Assinalando os 40 anos da Bienal Internacional de Arte de Cerveira, o Centro Cultural de Cascais mostrou, escultura, pintura e fotografia de Helena Almeida, José Rodrigues, Pedro Calapez, Pedro Cabrita Reis, Ângelo Sousa e Álvaro Lapa, entre outros autores consagrados e emergentes.

Tratou-se de uma antologia que apresentou obras de mais de 30 criadores, que integram a coleção da Fundação Bienal de Arte de Cerveira, que pôde ser visitada de 26 de janeiro a 31 de março.

Numa referência a esta antologia, o presidente da Fundação Bienal de Arte de Cerveira, Fernando Nogueira, realçou que esta exposição “se afigurou um manifesto (…) que convidou a uma reaproximação histórica e física, no seio do panorama artístico português e internacional das últimas quatro décadas”.

“A Bienal Internacional de Arte de Cerveira é visionária, tem aberto portas a novos criadores, descentralizando os eventos de arte, sendo fundamental para aproximar um universo, que alguns ainda julgam ser apenas para usufruto elitista, da população em geral.

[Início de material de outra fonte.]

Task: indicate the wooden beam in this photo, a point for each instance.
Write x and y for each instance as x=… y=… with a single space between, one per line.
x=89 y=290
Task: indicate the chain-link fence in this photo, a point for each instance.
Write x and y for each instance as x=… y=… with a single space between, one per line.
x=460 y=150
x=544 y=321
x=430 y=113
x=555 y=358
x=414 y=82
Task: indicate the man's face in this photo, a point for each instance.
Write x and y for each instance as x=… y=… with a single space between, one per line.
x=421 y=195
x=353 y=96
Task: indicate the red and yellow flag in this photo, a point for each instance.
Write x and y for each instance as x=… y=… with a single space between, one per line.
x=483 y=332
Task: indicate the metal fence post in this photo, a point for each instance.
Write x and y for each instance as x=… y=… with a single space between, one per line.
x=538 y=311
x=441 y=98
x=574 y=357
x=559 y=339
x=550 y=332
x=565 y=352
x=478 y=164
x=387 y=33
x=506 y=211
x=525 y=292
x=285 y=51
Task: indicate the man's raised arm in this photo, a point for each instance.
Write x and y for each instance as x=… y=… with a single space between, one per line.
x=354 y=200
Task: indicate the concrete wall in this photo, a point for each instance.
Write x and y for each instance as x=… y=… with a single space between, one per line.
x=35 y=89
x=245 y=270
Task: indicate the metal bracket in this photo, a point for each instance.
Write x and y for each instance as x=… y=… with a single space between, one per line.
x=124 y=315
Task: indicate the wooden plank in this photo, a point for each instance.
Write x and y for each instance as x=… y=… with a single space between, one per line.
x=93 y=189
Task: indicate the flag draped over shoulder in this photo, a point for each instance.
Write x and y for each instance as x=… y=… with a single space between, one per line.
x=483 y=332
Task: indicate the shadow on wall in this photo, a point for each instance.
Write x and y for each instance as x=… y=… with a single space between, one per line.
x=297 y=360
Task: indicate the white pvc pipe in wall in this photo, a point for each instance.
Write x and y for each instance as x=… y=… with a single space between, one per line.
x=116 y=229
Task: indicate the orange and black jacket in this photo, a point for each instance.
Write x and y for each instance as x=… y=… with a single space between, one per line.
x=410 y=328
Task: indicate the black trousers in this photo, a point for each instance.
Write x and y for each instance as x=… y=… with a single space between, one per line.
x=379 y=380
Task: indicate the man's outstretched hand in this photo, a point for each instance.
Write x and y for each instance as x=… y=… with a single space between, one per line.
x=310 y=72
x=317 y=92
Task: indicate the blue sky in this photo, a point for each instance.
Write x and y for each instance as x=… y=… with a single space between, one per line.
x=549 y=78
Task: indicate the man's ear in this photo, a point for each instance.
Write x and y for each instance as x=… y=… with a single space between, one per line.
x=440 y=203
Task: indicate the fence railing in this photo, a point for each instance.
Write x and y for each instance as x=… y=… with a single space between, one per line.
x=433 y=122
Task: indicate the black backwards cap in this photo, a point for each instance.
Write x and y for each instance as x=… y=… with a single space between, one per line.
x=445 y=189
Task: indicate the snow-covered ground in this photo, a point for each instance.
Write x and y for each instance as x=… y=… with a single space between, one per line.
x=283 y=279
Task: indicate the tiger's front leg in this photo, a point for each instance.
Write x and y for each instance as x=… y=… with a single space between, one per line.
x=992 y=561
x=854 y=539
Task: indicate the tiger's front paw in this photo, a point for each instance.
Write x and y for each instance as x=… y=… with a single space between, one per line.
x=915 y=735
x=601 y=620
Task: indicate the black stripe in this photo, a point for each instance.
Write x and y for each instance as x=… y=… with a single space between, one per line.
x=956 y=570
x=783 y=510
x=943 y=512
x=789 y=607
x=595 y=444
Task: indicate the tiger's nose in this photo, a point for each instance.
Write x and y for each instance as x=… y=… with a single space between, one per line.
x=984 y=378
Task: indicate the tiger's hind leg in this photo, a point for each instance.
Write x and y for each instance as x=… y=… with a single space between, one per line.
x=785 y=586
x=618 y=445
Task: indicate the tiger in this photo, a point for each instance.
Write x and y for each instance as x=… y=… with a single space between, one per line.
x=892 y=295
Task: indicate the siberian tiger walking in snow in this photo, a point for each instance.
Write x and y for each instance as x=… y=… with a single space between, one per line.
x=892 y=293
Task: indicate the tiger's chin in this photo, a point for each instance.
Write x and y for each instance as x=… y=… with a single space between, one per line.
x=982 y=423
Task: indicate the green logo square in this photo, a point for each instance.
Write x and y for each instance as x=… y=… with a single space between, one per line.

É este espírito de querer arriscar, de partilha e de valorização da Cultura que também carateriza Cascais”, destacou Carlos Carreiras, presidente da Câmara Municipal de Cascais.

Com curadoria de Luísa Soares de Oliveira, a mostra decorreu no âmbito da programação do Bairro dos Museus de Cascais e na sequência de uma colaboração entre a Fundação Dom Luís I e a Fundação Bienal de Arte de Cerveira.

“Esta exposição foi o ponto de partida de uma viagem que se prolonga até Vila Nova de Cerveira, de 10 de agosto a 23 de setembro, na XX Bienal Internacional de Arte de Cerveira, onde a produção artística contemporânea, a experimentação, e a atividade expositiva como meio de reflexão sobre a cultura visual contemporânea têm lugar cativo”, acrescenta Fernando Nogueira. A iniciativa conta com o apoio da República Portuguesa – Cultura / Direção-Geral das Artes.